Bill “Bojangles” Robinson Day

Bill “Bojangles” Robinson (May 25, 1878 – November 25, 1949) was an American tap dancer and actor, the best known and most highly paid African-American entertainer in the first half of the twentieth century. His long career mirrored changes in American entertainment tastes and technology. He started in the age of minstrel shows and moved to vaudeville, Broadway, the recording industry, Hollywood, radio, and television. According to dance critic Marshall Stearns, “Robinson’s contribution to tap dance is exact and specific. He brought it up on its toes, dancing upright and swinging”, giving tap a “…hitherto-unknown lightness and presence.”His signature routine was the stair dance, in which Robinson would tap up and down a set of stairs in a rhythmically complex sequence of steps, a routine that he unsuccessfully attempted to patent.
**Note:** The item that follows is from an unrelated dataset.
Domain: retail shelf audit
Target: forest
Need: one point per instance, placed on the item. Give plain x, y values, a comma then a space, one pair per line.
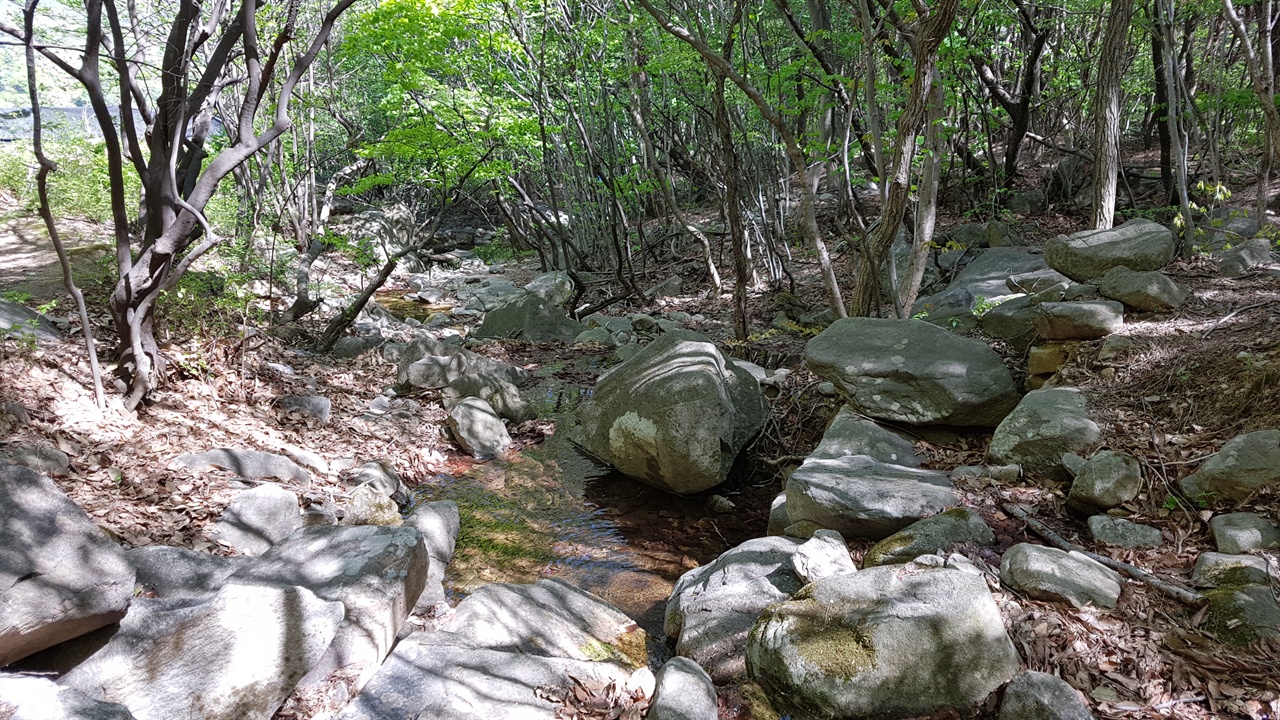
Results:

Robinson is also credited with having introduced a new word, copacetic, into popular culture, via his repeated use of it in vaudeville and radio appearances.

A popular figure in both the black and white entertainment worlds of his era, he is best known today for his dancing with Shirley Temple in a series of films during the 1930s, and for starring in the musical Stormy Weather (1943), loosely based on Robinson’s own life, and selected for preservation in the National Film Registry. Robinson used his popularity to challenge and overcome numerous racial barriers, including becoming the following:

  • one of the first minstrel and vaudeville performers to appear without the use of blackface makeup
  • one of the earliest African-American performers to go solo, overcoming vaudeville’s two colored rule
  • a headliner in Broadway shows
  • the first African American to appear in a Hollywood film in an interracial dance team (with Temple in The Little Colonel, 1935)
  • the first African American to headline a mixed-race Broadway production
  • Luther Robinson was born in Richmond, Virginia, and raised in its Jackson Ward neighborhood. His parents were Maxwell, a machine-shop worker, and Maria Robinson, a choir singer. His grandmother raised him after both parents died in 1884 when he was six years old—his father from chronic heart disease and his mother from natural causes. Details of Robinson’s early life are known only through legend, much of it perpetuated by Robinson himself. He claimed he was christened “Luther”—a name he did not like. He suggested to his younger brother Bill that they should exchange names. Eventually, the exchange between the names of both brothers was made. The brother subsequently adopted the name of “Percy” and under that name achieved recognition as a musician.